Place-based vulnerability indices are valuable analytical tools that policy makers could use to prioritize the most-at-risk neighborhoods for interventions, including the distribution of COVID-19 vaccines. The indicators, nonetheless, may not be appropriate for many at-risk populations, particularly smaller groups that tend to be less geographically concentrated.
To better understand the limitations of four vulnerability indicators, out new brief assesses their relative ability to include American Indians, Pacific Islanders and select Asian American ethnic subgroups (Cambodians, Filipinos and Koreans). These groups have factors that potentially place them at greater risk from the pandemic because of their jobs, low socioeconomic status and poor living conditions. Despite these heightened risks, many members of these groups do not reside in neighborhoods designated as being highly vulnerable places by the indicators. The indicators perform relatively better for American Indians and Cambodians.

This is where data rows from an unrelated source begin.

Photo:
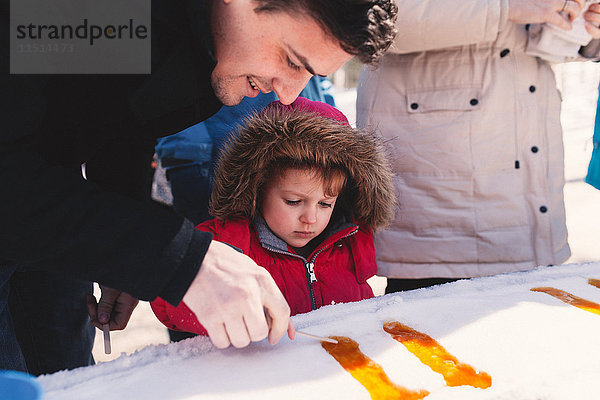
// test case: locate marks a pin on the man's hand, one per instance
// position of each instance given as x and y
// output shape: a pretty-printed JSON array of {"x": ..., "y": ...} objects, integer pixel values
[
  {"x": 114, "y": 308},
  {"x": 230, "y": 296},
  {"x": 540, "y": 11},
  {"x": 592, "y": 20}
]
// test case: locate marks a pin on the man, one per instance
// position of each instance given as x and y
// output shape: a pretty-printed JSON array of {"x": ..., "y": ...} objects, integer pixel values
[{"x": 58, "y": 228}]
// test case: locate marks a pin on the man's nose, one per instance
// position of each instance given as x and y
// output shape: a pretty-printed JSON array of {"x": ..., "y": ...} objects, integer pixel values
[{"x": 288, "y": 89}]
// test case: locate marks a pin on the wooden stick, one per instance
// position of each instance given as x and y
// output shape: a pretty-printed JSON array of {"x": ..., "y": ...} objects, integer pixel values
[
  {"x": 106, "y": 330},
  {"x": 321, "y": 338}
]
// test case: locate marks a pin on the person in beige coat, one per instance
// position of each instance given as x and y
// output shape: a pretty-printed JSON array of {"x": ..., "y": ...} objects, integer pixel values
[{"x": 473, "y": 124}]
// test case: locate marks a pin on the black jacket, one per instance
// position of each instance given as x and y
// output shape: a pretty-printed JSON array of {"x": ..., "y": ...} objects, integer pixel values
[{"x": 105, "y": 229}]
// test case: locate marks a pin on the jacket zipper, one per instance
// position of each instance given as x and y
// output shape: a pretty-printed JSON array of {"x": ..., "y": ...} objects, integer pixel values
[
  {"x": 311, "y": 277},
  {"x": 309, "y": 266}
]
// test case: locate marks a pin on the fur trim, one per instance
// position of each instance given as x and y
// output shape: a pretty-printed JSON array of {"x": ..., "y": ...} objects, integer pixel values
[{"x": 309, "y": 139}]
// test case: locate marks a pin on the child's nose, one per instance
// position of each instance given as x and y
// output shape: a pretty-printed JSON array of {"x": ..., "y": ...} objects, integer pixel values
[{"x": 309, "y": 216}]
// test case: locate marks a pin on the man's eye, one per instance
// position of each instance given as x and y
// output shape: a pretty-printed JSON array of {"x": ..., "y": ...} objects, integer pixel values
[{"x": 294, "y": 66}]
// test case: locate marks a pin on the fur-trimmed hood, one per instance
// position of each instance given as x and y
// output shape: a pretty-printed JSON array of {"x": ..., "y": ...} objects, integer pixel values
[{"x": 311, "y": 134}]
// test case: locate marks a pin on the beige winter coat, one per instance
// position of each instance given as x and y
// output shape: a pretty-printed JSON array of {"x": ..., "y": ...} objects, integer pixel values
[{"x": 473, "y": 125}]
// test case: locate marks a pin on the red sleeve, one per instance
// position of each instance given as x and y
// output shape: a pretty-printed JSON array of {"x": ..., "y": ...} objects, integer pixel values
[
  {"x": 363, "y": 251},
  {"x": 179, "y": 318}
]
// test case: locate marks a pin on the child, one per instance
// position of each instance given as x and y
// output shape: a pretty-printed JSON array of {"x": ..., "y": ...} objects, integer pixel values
[{"x": 300, "y": 192}]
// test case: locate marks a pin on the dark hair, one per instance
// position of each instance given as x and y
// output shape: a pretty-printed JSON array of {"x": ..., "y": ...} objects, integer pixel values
[{"x": 364, "y": 28}]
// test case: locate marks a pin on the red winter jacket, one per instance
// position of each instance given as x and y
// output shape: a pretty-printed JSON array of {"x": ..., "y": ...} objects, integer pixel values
[{"x": 335, "y": 272}]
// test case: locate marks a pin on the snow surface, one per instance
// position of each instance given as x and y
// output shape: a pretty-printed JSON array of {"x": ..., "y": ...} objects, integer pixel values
[{"x": 533, "y": 345}]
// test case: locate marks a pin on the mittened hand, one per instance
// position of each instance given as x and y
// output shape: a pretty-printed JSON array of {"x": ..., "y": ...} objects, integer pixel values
[
  {"x": 114, "y": 308},
  {"x": 592, "y": 20}
]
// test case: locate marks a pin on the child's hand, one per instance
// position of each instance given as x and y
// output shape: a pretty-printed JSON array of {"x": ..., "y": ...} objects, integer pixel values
[
  {"x": 114, "y": 308},
  {"x": 592, "y": 20}
]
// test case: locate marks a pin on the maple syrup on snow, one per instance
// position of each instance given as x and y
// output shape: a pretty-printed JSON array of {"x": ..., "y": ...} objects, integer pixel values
[
  {"x": 367, "y": 372},
  {"x": 570, "y": 299},
  {"x": 432, "y": 354},
  {"x": 594, "y": 282}
]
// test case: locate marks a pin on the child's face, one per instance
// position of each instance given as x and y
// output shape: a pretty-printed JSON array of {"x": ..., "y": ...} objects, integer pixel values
[{"x": 296, "y": 207}]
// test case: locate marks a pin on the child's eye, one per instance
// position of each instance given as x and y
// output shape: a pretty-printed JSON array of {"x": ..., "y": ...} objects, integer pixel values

“It would be great to pinpoint for state and local policymakers where the pandemic relief and assistance should go to help these vulnerable populations,” said Paul Ong, director of the UCLA Center for Neighborhood Knowledge (CNK) and co-lead author of the study. ”Unfortunately, it’s not that easy, because some groups are a hidden diaspora and not tied to a geographic place.” The authors call for greater data disaggregation and the development of new analytical tools that are more appropriate for smaller racial and ethnic populations.
The research was jointly supported by CNK, UCLA Center for Health Policy Research, and Ong & Associates, and was built on earlier efforts co-sponsored by UCLA BRITE Center for Science, Research and Policy.